L’ultimo Diario d’autore de “Le reti di Dedalus”, rivista on line del Sindacato Nazionale Scrittori, è affidato alla penna (o al pc) di Marco Palladini, come sempre attento alle culture di massa, alle loro potenzialità e contraddizioni (http://www.retididedalus.it/sommario%20sito.htm ). Riprendo un paio di riflessioni che già Palladini aveva messo insieme, quasi ad illuminarsi reciprocamente. (S.L.L.)
A proposito di contemporaneità e immaginario comune, due eventi ‘sociali’ delle recenti cronache italiote mi hanno dato da riflettere. In primis, le 25mila persone che hanno mandato in tilt il traffico a Roma, per essersi accampate fin dal giorno prima davanti a un nuovo megastore Trony a Ponte Milvio, che si inaugurava offrendo maxi-sconti su tutta la merce. Profluvio di commenti mediatici negativi e moralismi a tonnellate sulla ‘plebe bue’ che si accapiglia e si picchia per conquistarsi iPhone, iPad, tv al plasma, notebook, forni a microonde, lavatrici, lavapiatti e quant’altro. Qualcuno ha ironizzato: come diceva l’appena compianto Steve Jobs “siate folli e affamati”? Ecco la massa folle e affamata di consumismo elettronico che esplode in un giorno di quotidiana pazzia metropolitana, spendendo due milioni e mezzo di euro, ossia una media di circa 270 euro a persona, cifra che in tempi di crisi economica grave, non è per nulla irrilevante. Tutto vero, ma insieme non mi convince affatto questo tono ‘etico-elitistico’. Non sarà che la massa ‘folle e affamata’ e composta per circa la metà da giovani immigrati, ha ben capito che oggi le merci elettroniche non sono beni superflui, bensì beni primari da conquistare? Che ha inteso che il diritto di cittadinanza oggi non si completa, se non diventa anche diritto di cittadinanza elettronica? Che gli strumenti della rete e del social networking sono oggi fondamentali se si vuole abitare non il futuro, ma ‘questo’ spaziotempo presente?

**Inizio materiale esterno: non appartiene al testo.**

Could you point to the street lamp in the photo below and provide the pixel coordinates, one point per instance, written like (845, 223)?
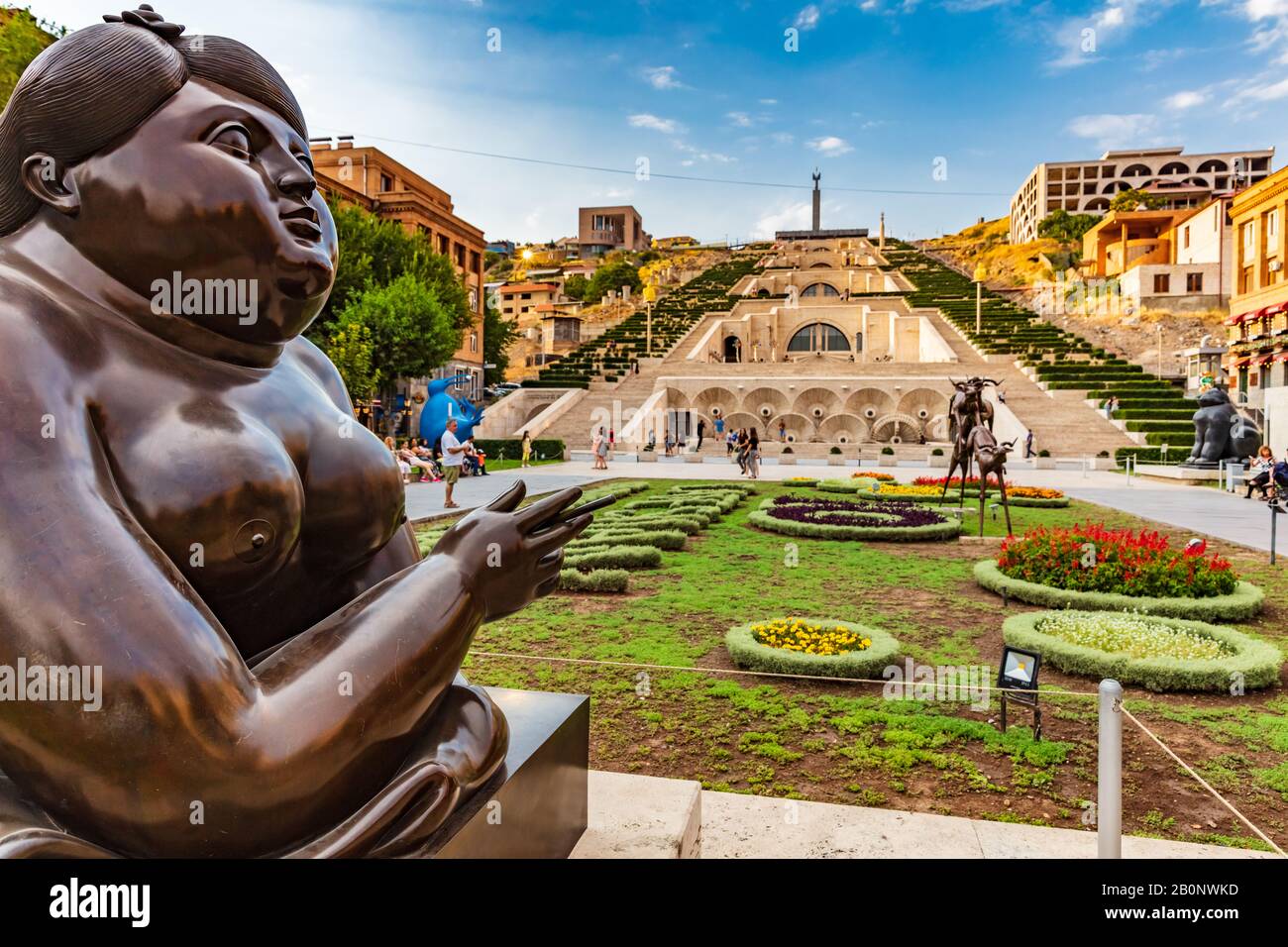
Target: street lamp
(649, 296)
(980, 275)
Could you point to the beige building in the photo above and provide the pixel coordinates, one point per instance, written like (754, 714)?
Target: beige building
(601, 230)
(1257, 361)
(387, 188)
(1087, 187)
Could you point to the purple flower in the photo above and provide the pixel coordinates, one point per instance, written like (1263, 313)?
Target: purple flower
(889, 513)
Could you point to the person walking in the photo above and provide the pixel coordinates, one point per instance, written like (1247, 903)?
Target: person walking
(454, 455)
(1258, 474)
(603, 449)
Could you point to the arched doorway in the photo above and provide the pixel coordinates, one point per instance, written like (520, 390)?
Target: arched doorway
(733, 348)
(818, 337)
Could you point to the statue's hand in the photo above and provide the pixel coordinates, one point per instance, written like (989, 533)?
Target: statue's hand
(505, 557)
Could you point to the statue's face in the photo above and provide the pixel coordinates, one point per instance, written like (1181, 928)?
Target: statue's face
(219, 189)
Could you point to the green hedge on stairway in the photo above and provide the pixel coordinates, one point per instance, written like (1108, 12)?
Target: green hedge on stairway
(511, 447)
(1253, 663)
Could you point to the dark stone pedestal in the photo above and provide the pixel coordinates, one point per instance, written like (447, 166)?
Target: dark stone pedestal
(536, 805)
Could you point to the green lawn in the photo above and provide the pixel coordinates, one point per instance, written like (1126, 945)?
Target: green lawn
(842, 742)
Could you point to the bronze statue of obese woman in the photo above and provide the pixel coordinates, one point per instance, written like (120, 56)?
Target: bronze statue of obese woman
(187, 504)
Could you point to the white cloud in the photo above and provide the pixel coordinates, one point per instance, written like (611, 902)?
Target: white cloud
(1081, 40)
(662, 77)
(807, 17)
(1115, 131)
(829, 146)
(668, 127)
(794, 217)
(1186, 99)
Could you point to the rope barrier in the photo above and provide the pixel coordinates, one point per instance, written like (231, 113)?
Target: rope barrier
(738, 672)
(761, 674)
(1203, 783)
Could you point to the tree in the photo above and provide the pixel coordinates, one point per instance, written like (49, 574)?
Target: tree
(1129, 200)
(1065, 227)
(498, 334)
(351, 350)
(412, 330)
(375, 253)
(22, 39)
(610, 277)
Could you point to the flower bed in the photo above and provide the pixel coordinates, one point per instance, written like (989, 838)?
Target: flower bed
(1241, 603)
(800, 482)
(1157, 654)
(846, 519)
(840, 648)
(1017, 496)
(849, 486)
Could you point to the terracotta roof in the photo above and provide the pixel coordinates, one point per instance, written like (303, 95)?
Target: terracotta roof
(528, 287)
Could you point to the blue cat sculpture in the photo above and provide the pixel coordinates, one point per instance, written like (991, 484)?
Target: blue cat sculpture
(441, 407)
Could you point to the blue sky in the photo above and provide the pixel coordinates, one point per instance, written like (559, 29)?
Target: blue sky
(877, 94)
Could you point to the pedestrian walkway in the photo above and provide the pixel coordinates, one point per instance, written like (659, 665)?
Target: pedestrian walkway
(425, 500)
(1186, 508)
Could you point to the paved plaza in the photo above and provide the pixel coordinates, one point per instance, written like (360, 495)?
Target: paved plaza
(1196, 509)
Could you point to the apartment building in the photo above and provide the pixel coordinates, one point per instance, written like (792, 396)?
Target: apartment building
(1087, 187)
(1257, 361)
(601, 230)
(374, 180)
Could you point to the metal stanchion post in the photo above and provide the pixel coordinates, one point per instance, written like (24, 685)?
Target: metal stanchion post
(1109, 772)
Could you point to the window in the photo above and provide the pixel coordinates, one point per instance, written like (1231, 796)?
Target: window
(818, 337)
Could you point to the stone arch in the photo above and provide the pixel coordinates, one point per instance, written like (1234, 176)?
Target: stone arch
(816, 403)
(677, 399)
(848, 429)
(711, 401)
(870, 403)
(799, 428)
(764, 403)
(897, 424)
(741, 419)
(922, 403)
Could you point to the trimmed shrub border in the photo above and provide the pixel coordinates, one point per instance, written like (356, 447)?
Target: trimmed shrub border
(1055, 502)
(1257, 661)
(748, 654)
(850, 486)
(948, 530)
(1237, 605)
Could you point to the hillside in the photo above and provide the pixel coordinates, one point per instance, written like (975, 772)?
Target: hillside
(1008, 265)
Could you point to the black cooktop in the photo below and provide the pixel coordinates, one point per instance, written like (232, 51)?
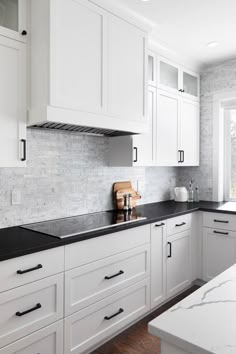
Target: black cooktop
(77, 225)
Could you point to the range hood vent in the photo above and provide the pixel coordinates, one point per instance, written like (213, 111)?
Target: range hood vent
(80, 129)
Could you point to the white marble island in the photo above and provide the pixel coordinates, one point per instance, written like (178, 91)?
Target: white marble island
(202, 323)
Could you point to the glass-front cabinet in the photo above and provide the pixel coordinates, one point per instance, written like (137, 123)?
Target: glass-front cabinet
(176, 79)
(13, 19)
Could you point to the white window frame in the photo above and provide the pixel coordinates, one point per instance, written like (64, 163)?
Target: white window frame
(227, 157)
(220, 101)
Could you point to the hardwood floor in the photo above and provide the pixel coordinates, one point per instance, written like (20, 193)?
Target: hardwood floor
(136, 339)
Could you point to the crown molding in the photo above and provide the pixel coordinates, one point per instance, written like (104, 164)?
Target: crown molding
(126, 14)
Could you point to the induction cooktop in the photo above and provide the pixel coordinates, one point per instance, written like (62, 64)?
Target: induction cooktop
(78, 225)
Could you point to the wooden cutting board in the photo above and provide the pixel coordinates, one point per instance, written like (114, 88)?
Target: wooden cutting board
(122, 188)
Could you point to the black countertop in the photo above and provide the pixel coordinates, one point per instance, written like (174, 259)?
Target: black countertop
(16, 242)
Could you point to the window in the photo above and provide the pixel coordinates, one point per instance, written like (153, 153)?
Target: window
(230, 155)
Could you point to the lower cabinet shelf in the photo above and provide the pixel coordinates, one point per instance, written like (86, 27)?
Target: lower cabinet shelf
(86, 328)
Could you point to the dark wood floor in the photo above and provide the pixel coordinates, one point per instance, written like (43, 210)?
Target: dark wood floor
(136, 339)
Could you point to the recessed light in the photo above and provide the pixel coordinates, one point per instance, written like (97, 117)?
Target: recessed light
(213, 44)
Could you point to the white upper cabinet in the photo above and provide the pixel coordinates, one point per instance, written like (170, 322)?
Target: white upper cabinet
(177, 130)
(168, 110)
(127, 57)
(93, 70)
(12, 103)
(175, 78)
(13, 19)
(77, 56)
(152, 69)
(136, 150)
(189, 132)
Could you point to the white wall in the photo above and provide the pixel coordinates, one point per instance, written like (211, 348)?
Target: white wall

L’altro evento è stata la morte in pista di Marco Simoncelli. E il cordoglio anzi, di più, la vasta, oceanica onda emotiva e commotiva che ha coinvolto e travolto non soltanto i suoi familiari e compaesani, i suoi colleghi centauri di MotoGP, ma tantissime altre persone in Italia e all’estero. Perché un simile tsunami di partecipazione nella psiche collettiva? Per l’essere il Sic un ragazzo di soli 24 anni che se ne va? Per la ‘banalità del male’ costituita dal tragico e fatale incidente sul circuito di Sepang? Per il mito della velocità incarnato da chi cavalca moto che corrono ad oltre 300 km orari? Per la sua figura ricciocapelluta di ragazzo sempre sorridente e spensierato? Ecco, qui, forse ci avviciniamo. Credo che il forte senso di perdita e di lutto che tutti abbiamo sentito, è perché Marco aveva in sé quella brightness, quella lucentezza e leggerezza, quella lucida scioltezza che è propria di un momento topico della giovinezza. È una sorta di ‘stato di grazia’ che non dura molto e non è di tutti. È un breve, fatato momento che tocca a chi è ‘baciato in sorte dagli dèi’. Simoncelli era nel punto in cui concentrava tutta la potenza e la bellezza e l’incoscienza e la meravigliosa arroganza (e stronzaggine) della gioventù che è, lo sappiamo, un’età transeunte, vola via presto. Il volo interrotto del Sic lo ha fissato in un’immagine gloriosamente indelebile. Contempliamo il suo poster come una versicolore, sgargiante farfalla infilzata con uno spillo nella cassetta di un entomologo. Il suo essere sovranamente ‘easy’, un easy rider che scivola brillante e veloce nella vita, nelle corse, dentro la morte, lo ha cristallizzato nella sua aura migliore che neppure un Valentino Rossi infinitamente ‘più campione’ di Simoncelli (ma già fuoriclasse logorato e invecchiato) potrà mai più eguagliare.